Feb 04, 2024Veronika Jakabb

Except for a very few days a year, it is dark when master confectioner Viola Plundrak crosses the car park in Vienna-Liesing at around four in the morning.

The first lights slowly come on in the neighbouring residential buildings and the first bright windows look like the blinking eyes of a sleepy city. On entering the factory, the 35-year-old is greeted by the warm, slightly sweet smell of yeast, as the dough for Landtmann's brioche croissants was prepared the day before and placed on the tray in the shape of a crescent moon. "With enough space, of course, so that they don't grow into giant crescents as they rise overnight," says the pastry chef. First, the yeast dough croissants are placed in one of the three ovens, each of which can hold 75 Sachertorten at a time. It's important not to dawdle too much, because at seven o'clock the three delivery vans arrive to chauffeur the fresh baked goods to Landtmann and the other family businesses.

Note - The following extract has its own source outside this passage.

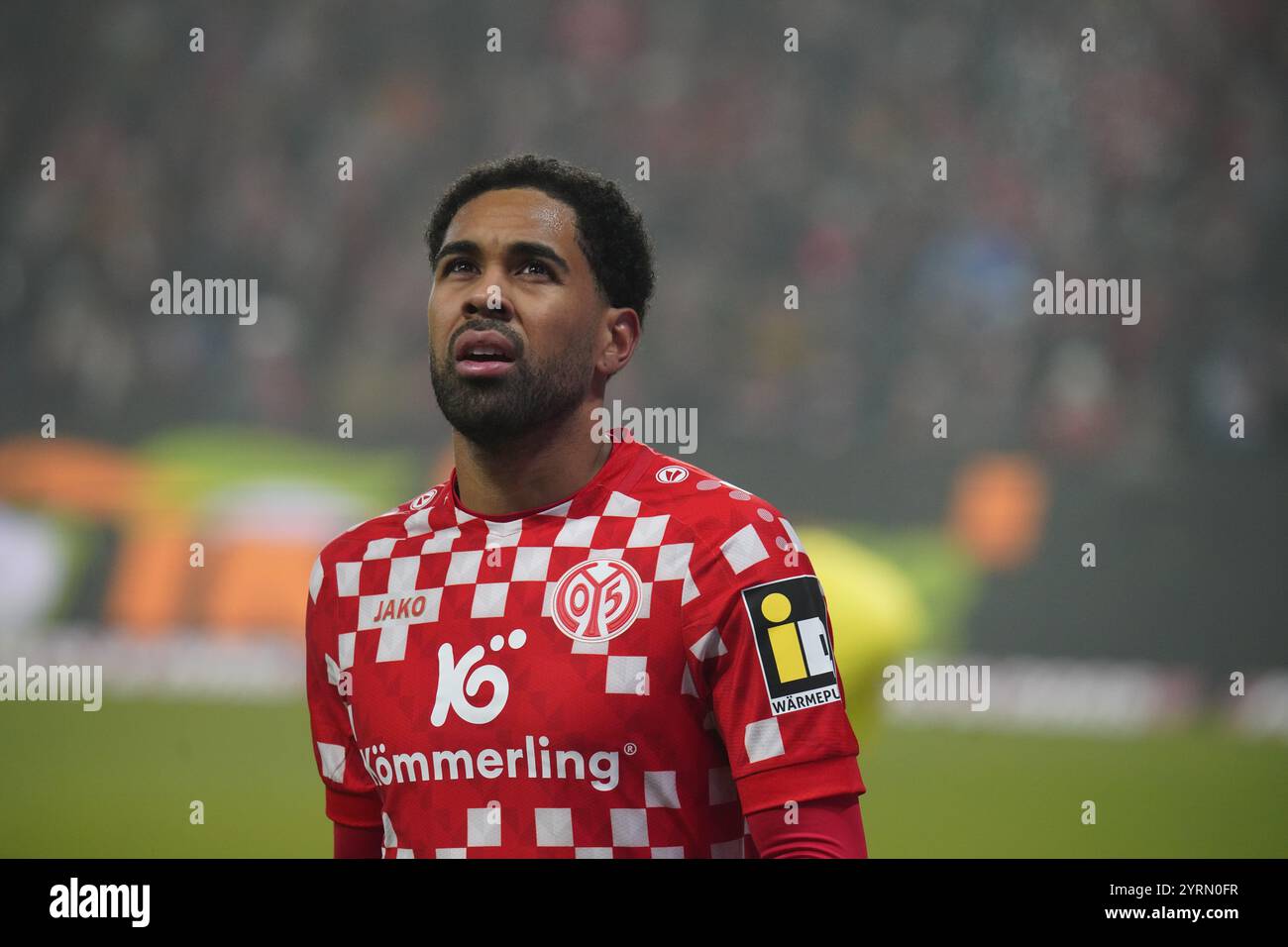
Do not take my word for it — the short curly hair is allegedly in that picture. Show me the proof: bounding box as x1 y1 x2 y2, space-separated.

 Ein Tag in Landtmann's feiner Patisserie

As Vienna steadily awakens, the bakery fills with life; a total of 50 pastry chefs and apprentices are employed in the bakery. To the drone of the radio music and the hum of the machines, the focus shifts from the morning desserts to the impressive cakes and succulent pastries.

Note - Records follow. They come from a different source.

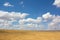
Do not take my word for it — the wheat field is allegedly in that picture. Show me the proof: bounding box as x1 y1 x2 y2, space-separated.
0 30 60 40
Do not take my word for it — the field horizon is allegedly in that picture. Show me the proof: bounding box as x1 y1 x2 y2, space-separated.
0 30 60 40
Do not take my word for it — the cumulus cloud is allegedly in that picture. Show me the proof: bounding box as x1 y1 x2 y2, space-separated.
3 2 14 7
53 0 60 7
48 16 60 30
0 11 60 30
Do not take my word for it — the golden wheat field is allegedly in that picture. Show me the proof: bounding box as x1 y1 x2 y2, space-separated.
0 30 60 40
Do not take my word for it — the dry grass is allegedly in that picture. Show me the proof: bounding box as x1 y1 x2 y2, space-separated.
0 30 60 40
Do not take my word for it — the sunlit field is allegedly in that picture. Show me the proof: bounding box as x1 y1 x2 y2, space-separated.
0 30 60 40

The room smells of chocolate, warm dough and the buttery vanilla flavour of the Guglhupf, 300 of which are produced every day. This pastry is only surpassed by the apple strudel, which is the most-ordered Landtmann dessert with 500 pieces.

Was she very excited? Viola thinks for a moment. "Well, you always take one step at a time - and you're not alone at first." And she already knew as a child that she wanted to be a pastry chef. "We always baked at home." She has particularly fond memories of Christmas biscuits: the warmth of the kitchen in contrast to the cold winter air, the smell of vanilla sugar and spending time with her grandma. "And the nice thing is that there is always that sense of achievement when baking." That moment of amazement when you take the finished dish out of the oven, which is so completely different from the individual ingredients used to create it.

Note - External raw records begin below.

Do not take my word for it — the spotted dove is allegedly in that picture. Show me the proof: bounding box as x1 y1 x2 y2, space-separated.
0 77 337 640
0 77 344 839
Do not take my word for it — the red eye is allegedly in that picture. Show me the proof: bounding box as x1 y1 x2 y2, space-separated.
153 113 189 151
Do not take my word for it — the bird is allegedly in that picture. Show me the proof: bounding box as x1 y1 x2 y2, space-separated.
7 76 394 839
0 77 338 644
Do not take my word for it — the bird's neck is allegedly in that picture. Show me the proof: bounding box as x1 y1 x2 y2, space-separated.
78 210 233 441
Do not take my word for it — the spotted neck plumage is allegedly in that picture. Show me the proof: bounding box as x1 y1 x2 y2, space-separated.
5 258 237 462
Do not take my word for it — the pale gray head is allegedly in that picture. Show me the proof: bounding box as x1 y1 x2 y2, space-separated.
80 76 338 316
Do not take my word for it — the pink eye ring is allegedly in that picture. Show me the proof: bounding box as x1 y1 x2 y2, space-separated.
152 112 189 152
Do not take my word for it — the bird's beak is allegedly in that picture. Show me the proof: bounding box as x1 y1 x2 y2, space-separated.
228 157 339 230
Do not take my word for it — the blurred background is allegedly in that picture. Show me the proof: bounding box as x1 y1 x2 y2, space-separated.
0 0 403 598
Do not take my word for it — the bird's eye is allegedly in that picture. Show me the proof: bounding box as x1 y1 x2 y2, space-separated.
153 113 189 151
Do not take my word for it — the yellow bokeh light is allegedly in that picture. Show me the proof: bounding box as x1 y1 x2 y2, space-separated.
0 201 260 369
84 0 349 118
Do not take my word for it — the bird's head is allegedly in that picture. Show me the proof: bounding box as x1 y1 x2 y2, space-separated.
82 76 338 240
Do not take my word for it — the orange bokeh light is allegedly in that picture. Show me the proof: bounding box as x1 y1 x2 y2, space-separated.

The most impressive transformation of ingredients into the end product is probably Landtmann's fine cake with its nine layers. The hazelnut sponge base is baked first, followed by alternating layers of orange marzipan and hazelnut buttercream until the cake is finished off with red marzipan. And how difficult is it not to keep snacking with so many sweet ingredients? Viola laughs.

"People always snack. But you become more selective. And more varied." But cost is also part of the job. "We change our menu twice a year." In spring and summer, the desserts are fruitier, in autumn and winter there is a focus on nuts, chocolate and chestnuts. The first ideas are discussed three months before the products appear on the menu. Once an agreement has been reached, the next step is, of course, baking trials and lots of tasting. So that it tastes right when it is served to the guests.


After 20 years, Viola Plundrak is actually experienced in the preparation of all cakes, strudels and tarts. However, the legendary Landtmann's Original Erdbeerstanitzel is particularly delicate, as each strawberry in the fruity pastry has to be placed individually. Incidentally, it was precisely this product that she prepared as a 15-year-old on her first day as an apprentice at Landtmann's Original Manufaktur.